Australia's highest aviation award

The Oswald Watt Gold Medal is an Australian aviation award presented by the Royal Federation of Aero Clubs of Australia (RFACA), and has been described as Australia's highest aviation award.
It is awarded for "a most brilliant performance in the air or the most notable contribution to aviation by an Australian or in Australia". Established in 1921 following the death of Oswald Watt, the medal has recognised both notable flights and broader contributions to Australian aviation, and is awarded on merit rather than on an annual basis.

==Background==

The medal is named after Lieutenant Colonel Walter Oswald Watt (1878–1921), an early Australian military aviator and a leading figure in the Australian aero club movement. Watt became the first Australian military officer to gain a pilot's licence in 1911 and later served with distinction in the French and Australian flying services during the First World War. After returning to Australia, he became foundation president of the New South Wales Section of the Australian Aero Club in 1919 and played an important role in the development of civil aviation regulation in Australia.

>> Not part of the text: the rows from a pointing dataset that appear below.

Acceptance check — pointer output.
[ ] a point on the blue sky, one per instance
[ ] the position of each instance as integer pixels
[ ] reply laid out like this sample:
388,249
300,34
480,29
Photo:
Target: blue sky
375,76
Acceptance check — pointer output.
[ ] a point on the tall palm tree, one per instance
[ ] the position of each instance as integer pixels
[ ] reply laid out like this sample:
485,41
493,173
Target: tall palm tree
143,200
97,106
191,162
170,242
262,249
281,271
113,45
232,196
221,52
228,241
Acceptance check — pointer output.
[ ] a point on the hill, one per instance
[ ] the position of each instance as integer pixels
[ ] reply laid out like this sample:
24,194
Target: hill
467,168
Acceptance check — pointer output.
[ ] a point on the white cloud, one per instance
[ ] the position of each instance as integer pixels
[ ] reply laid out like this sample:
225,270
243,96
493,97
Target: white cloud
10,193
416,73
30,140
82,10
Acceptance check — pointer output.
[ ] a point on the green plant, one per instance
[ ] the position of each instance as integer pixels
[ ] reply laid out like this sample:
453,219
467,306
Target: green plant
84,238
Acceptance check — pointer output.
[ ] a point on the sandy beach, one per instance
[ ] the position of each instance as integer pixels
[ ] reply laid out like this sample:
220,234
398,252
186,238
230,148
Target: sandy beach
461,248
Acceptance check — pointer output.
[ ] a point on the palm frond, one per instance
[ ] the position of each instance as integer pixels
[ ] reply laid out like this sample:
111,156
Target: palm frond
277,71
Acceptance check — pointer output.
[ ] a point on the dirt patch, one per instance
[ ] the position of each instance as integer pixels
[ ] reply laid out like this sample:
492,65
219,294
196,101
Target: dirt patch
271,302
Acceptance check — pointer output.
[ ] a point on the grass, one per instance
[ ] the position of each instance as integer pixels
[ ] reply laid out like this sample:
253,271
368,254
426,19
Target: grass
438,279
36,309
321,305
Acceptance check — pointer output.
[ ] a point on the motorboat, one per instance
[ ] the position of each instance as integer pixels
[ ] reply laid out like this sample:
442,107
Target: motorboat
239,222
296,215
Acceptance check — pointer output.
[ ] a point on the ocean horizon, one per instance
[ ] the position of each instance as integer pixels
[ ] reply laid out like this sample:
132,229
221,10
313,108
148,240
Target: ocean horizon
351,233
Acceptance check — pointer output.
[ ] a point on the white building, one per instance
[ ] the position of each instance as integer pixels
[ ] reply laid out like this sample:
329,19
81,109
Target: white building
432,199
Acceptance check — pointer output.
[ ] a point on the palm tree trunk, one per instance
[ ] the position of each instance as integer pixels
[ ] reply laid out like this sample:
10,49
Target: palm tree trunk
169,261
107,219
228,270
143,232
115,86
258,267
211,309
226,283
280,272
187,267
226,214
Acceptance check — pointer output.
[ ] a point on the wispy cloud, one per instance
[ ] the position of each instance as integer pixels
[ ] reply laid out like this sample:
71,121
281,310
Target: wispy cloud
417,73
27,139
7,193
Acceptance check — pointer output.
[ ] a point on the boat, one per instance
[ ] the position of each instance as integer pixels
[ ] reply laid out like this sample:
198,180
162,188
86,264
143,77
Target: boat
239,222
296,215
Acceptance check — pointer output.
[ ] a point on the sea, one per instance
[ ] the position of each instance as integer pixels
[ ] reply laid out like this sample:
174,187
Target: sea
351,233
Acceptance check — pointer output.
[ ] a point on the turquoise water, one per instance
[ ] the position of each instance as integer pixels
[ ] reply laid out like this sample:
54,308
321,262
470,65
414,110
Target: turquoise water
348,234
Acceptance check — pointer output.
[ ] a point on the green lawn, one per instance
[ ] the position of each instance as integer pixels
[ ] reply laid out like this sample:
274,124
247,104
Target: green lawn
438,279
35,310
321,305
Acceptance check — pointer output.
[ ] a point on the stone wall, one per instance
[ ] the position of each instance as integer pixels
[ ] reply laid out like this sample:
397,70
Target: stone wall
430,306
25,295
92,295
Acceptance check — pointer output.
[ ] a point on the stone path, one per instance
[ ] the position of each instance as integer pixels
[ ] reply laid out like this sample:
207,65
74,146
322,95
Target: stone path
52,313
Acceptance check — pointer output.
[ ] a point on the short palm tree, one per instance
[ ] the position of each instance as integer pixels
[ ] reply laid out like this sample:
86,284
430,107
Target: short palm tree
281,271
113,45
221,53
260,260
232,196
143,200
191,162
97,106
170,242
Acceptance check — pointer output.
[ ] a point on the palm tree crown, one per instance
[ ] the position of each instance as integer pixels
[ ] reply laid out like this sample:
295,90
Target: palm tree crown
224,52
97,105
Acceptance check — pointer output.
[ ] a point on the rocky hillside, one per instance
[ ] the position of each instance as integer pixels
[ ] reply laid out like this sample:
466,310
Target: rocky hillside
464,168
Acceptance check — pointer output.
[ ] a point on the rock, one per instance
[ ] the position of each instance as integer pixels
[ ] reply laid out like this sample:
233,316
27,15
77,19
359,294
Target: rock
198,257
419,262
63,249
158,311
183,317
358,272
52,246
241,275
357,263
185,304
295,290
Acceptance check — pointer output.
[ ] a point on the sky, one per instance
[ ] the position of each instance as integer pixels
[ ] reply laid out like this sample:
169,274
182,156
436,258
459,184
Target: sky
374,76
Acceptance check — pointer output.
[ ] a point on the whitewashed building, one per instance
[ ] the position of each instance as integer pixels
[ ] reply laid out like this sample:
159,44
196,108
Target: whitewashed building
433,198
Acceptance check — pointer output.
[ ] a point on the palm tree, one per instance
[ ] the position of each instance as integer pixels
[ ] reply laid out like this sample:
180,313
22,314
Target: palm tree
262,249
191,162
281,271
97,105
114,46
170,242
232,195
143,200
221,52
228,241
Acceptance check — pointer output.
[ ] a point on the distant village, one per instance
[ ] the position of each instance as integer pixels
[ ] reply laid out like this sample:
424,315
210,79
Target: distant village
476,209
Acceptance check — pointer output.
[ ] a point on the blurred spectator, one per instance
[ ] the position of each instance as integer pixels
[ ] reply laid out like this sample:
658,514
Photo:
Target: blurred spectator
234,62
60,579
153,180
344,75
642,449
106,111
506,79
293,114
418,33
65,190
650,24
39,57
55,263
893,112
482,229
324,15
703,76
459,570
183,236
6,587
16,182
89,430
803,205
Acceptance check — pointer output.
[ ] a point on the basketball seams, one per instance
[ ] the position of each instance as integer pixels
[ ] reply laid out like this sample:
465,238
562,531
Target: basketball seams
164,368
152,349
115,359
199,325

Following Watt's death in 1921, he left £500 in his will to the Australian Aero Club to fund a gold medal to be presented each year to the aviator who achieves "the most brilliant performance in the air" by an Australian or in Australia.

The first awards were approved retrospectively in 1927, after the bequest and administration of the medal had been settled. The medal has since been administered by the national aero club federation under its successive names, from the Australian Aero Club Federal Council to the Royal Federation of Aero Clubs of Australia.

==List of recipients==
The list of recipients includes many of the best-known names in Australian aviation, including Bert Hinkler, Charles Kingsford Smith, Hudson Fysh, and Dick Smith.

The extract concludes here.